To calculate the static and moment of inertia, for example, a roller as shown in Fig. 4 is used. Here, the rod a rests on the edge of a smaller disc positioned centrally to the roller, whereby the smaller the disc, the more the relative movement of the roller against the moving rod is slowed down. The same is achieved in Fig. 7 with a smaller diameter ball. If, for example, the ratio of the diameter of the roller and disc is 2:1 or 3:1, then in Fig. 8 Fr : rb = 2:1 or 3:1, and F F1 or i i1 is proportional to the static or moment of inertia of k, according to the theory of the optical planimeter.
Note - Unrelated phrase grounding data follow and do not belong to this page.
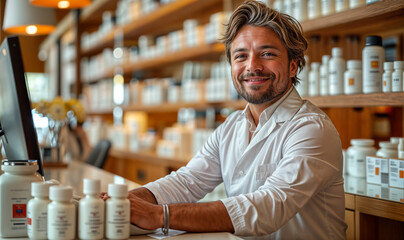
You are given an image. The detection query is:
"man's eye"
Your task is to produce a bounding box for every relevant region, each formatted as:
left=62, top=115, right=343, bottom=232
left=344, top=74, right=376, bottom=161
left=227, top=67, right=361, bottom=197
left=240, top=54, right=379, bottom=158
left=262, top=52, right=275, bottom=57
left=234, top=54, right=246, bottom=60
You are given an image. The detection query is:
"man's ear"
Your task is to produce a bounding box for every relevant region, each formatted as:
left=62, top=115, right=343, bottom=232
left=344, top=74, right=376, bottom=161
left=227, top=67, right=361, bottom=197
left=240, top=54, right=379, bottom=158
left=289, top=59, right=298, bottom=78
If a silver or metal mirror with a small, circular opening is attached to the planimeter, and placed vertically on a stand at a height of 10 to 20 cm above the table level, it can be used very effectively as a surface measuring machine for measuring hides, leather, etc. The stand with the mirror perforated at S (Fig. 9) is placed on a piece of paper at the edge of a table. From B, the observer sees on the paper, apparently through the opening S, the image k' of a piece of leather k lying on the floor. If he allows this mirror image to coincide optically with the tracing pin of a planimeter and traces round it, the difference in reading before and after the circuit of the planimeter is proportional to the area of the leather, provided the mirror has not moved during the circuit. The height of S above the table or the position of the rod can be selected so that the area of the leather is read off directly.
1. compensating rod planimeter, characterised in that the rod is mounted on a shaftless roller which performs a relative movement against the moving rod when the surface is traversed.
2. compensating rod planimeter according to claim 1, characterised in that the moving rod rests on a smaller disc of 1/2 or 1/3 of the diameter of the roller which is concentrically mounted on the roller r.
3. compensating rod planimeter according to claim 1 for use as a surface measuring machine, characterised in that the planimeter is associated with a mirror with a small opening which is mounted on a frame and stands vertically on the plane of the table, so that the observer, with one eye looking into the opening, traces the mirror image of a piece of leather lying on the floor, which is produced on the table, with the moving pin of the planimeter, and that the leather surface can be read off after the tracing.